By masher2 (blog) on 8/1/2006 2:52:24 PM , Rating: 2
> "That's right, I forgot, global warming isn't real"

Global warming is real. What's not real is the belief that its an impending crisis caused by humanity.

It's not clear how much of the warming, if any, is due to human activity, nor how long the warming will continue, nor whether or not the overall effect will be beneficial or harmful. The earth warms and cools constantly...its been much hotter and much cooler than now in the past, and will be so in the future. With or without our help.



RE: .
By ceefka on 8/2/2006 7:23:16 AM , Rating: 2
Recently global dimming is also becoming an issue.

This definately has to do with burning fuels. It means less of the sunlight is getting through because particles stay in the atmosphere, in the cloulds. They act like a giant filter.

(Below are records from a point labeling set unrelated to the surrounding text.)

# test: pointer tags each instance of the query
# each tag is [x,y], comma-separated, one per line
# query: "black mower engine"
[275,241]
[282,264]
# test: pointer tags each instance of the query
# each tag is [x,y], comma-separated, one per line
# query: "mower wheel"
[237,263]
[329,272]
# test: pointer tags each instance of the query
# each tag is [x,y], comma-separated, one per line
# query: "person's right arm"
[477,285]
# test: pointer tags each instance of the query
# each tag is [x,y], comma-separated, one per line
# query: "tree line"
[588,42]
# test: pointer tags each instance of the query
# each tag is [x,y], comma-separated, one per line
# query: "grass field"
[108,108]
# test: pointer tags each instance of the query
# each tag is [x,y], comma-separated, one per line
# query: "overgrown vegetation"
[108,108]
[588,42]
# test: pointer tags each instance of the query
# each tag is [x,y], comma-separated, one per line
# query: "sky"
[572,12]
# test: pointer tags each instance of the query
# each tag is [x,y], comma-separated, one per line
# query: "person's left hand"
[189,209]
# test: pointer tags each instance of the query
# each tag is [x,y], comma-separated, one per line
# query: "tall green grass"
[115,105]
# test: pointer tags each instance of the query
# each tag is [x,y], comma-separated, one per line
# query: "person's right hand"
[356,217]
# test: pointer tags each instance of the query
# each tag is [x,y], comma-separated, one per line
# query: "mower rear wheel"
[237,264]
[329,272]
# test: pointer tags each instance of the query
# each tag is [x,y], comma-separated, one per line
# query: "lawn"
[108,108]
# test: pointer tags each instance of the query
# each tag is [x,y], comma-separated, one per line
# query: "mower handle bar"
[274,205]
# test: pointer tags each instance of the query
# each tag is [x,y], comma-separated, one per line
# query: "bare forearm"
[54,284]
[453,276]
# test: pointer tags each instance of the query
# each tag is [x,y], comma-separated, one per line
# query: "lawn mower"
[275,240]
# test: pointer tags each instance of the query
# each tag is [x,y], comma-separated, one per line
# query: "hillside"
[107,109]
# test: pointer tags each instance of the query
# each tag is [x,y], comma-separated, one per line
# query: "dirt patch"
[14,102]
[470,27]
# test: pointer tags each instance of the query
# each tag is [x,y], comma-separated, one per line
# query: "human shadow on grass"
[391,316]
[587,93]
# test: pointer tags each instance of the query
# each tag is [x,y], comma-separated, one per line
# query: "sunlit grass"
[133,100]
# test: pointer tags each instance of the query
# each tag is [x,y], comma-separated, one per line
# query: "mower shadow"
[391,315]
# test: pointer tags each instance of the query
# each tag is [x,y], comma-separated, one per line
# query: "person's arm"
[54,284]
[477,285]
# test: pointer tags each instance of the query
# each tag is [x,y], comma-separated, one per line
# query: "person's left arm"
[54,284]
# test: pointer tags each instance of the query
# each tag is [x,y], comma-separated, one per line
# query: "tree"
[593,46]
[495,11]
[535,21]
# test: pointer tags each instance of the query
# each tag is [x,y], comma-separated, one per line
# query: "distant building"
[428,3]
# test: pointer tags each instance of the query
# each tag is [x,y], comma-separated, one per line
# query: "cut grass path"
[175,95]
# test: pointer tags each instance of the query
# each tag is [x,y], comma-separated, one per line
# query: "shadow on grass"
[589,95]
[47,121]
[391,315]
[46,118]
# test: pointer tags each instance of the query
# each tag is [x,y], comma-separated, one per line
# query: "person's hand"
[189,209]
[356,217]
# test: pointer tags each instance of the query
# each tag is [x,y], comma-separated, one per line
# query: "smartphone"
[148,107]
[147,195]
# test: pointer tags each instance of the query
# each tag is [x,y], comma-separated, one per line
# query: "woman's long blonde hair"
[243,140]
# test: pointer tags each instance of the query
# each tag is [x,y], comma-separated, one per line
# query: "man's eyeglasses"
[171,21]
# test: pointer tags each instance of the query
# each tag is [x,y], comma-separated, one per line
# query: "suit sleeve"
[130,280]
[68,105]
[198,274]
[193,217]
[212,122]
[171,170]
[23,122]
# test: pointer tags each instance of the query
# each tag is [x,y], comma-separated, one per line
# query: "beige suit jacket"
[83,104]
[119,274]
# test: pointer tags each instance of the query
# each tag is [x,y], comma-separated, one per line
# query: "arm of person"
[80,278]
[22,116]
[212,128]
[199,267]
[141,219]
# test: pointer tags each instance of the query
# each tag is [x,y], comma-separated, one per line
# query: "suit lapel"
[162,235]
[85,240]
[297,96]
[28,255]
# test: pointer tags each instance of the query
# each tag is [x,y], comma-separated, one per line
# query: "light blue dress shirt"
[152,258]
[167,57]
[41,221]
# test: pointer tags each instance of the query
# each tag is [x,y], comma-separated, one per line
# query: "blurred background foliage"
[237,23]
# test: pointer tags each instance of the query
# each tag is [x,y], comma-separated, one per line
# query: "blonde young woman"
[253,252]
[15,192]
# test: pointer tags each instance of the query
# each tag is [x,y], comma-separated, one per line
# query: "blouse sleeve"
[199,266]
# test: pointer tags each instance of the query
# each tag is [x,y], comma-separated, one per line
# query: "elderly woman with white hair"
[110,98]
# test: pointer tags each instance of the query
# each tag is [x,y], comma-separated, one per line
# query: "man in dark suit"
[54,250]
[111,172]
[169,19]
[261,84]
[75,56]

While oil reserves may be bigger than they used to be, that isn't a good thing, really. I'd be happier if they were smaller, so that we'd all be forced to use it wisely and think about alternative, read more enviromental friendly, energy.


RE: .
By masher2 (blog) on 8/2/2006 7:53:25 AM , Rating: 2
> "Recently global dimming is also becoming an issue. "

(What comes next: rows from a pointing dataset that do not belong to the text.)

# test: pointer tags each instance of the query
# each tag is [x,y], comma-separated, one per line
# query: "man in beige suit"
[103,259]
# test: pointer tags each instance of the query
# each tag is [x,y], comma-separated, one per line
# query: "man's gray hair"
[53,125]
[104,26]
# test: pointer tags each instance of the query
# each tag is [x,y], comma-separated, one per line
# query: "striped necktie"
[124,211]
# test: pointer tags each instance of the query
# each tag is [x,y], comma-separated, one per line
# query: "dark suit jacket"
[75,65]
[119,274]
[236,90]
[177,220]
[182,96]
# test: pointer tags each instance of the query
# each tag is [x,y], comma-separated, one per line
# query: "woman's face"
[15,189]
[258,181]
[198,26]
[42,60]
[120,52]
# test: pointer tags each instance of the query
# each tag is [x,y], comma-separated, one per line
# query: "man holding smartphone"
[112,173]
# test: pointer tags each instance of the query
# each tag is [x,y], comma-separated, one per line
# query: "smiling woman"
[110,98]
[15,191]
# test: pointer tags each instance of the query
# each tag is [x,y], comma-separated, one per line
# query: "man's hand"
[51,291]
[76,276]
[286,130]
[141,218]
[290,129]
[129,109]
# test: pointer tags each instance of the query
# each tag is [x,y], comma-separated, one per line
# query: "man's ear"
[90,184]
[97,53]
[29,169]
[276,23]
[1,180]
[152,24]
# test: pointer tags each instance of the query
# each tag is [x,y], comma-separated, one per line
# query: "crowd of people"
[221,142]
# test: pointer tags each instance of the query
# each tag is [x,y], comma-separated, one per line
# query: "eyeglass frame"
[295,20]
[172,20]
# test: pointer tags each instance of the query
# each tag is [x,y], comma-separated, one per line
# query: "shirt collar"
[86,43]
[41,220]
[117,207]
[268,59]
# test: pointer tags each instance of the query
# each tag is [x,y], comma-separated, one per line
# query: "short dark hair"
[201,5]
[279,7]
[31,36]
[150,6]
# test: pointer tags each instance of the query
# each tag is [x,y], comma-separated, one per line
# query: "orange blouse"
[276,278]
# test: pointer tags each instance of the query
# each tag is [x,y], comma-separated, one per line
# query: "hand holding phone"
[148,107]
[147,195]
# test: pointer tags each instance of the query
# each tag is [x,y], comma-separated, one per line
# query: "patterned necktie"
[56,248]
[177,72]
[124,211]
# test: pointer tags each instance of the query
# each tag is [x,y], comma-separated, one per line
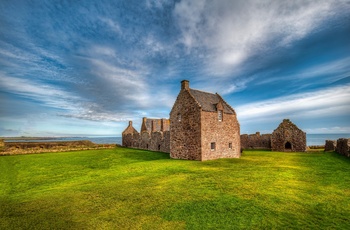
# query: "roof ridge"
[226,103]
[194,97]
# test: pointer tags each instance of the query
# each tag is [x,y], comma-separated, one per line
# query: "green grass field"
[135,189]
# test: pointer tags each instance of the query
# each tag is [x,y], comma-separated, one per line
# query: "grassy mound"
[130,189]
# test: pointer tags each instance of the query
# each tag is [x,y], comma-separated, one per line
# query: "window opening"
[212,146]
[288,146]
[220,115]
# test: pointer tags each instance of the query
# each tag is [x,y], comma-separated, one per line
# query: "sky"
[72,68]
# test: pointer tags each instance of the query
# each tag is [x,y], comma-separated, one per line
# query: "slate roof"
[208,101]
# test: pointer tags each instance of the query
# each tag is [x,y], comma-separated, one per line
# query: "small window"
[220,115]
[212,146]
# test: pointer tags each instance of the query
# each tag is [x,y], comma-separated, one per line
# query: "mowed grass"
[134,189]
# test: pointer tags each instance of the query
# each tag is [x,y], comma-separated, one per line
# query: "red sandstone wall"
[222,133]
[343,146]
[185,135]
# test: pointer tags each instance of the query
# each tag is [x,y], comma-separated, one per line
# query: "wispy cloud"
[318,104]
[233,31]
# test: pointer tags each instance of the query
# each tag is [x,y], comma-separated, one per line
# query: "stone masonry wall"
[225,134]
[155,141]
[330,145]
[343,147]
[2,145]
[185,128]
[288,137]
[256,141]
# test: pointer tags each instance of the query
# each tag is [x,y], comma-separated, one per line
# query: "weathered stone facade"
[256,141]
[330,145]
[202,126]
[2,145]
[343,146]
[154,135]
[288,137]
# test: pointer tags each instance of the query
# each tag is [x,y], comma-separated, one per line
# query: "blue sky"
[87,67]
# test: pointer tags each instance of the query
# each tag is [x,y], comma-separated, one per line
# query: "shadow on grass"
[38,214]
[144,155]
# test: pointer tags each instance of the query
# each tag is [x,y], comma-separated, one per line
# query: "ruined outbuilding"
[343,146]
[202,126]
[154,135]
[288,138]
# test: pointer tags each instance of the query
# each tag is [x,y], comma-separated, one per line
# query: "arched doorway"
[288,146]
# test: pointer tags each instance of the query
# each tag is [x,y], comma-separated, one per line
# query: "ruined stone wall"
[288,137]
[343,147]
[185,128]
[330,145]
[225,134]
[2,145]
[256,141]
[154,141]
[127,140]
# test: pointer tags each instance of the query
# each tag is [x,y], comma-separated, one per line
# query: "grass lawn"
[135,189]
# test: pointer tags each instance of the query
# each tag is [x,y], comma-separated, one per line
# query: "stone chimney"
[185,84]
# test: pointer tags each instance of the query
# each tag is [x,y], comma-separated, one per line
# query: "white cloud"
[322,103]
[46,94]
[232,31]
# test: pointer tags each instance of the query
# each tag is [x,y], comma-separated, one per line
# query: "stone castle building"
[202,126]
[154,135]
[288,137]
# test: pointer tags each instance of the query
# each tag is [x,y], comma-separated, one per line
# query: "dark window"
[179,117]
[220,115]
[212,146]
[288,145]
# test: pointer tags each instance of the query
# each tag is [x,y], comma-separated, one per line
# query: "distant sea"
[94,139]
[311,139]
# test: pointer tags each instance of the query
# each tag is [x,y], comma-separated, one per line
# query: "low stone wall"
[343,147]
[2,145]
[156,141]
[11,148]
[256,141]
[330,145]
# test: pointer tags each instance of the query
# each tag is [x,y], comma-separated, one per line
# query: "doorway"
[288,146]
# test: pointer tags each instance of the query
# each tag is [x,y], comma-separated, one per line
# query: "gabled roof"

Oops, the most recent research has shown just the opposite-- that the "dimming trend" first observed has since reversed:

quote:
Newly available surface observations from 1990 to the present, primarily from the Northern Hemisphere, show that the dimming did not persist into the 1990s. Instead, a widespread brightening has been observed since the late 1980s...


http://www.sciencemag.org/cgi/content/abstract/308...

> "I'd be happier if [oil reserves] were smaller...

As would most rabid eco-guerillas. However, cheap abundant energy is the single most critical factor affecting standard of living. I realize many environmentalists would be happier with us living in a stone-age culture (or so they think, at least), but the rest of us prefer progress forward, not backwards.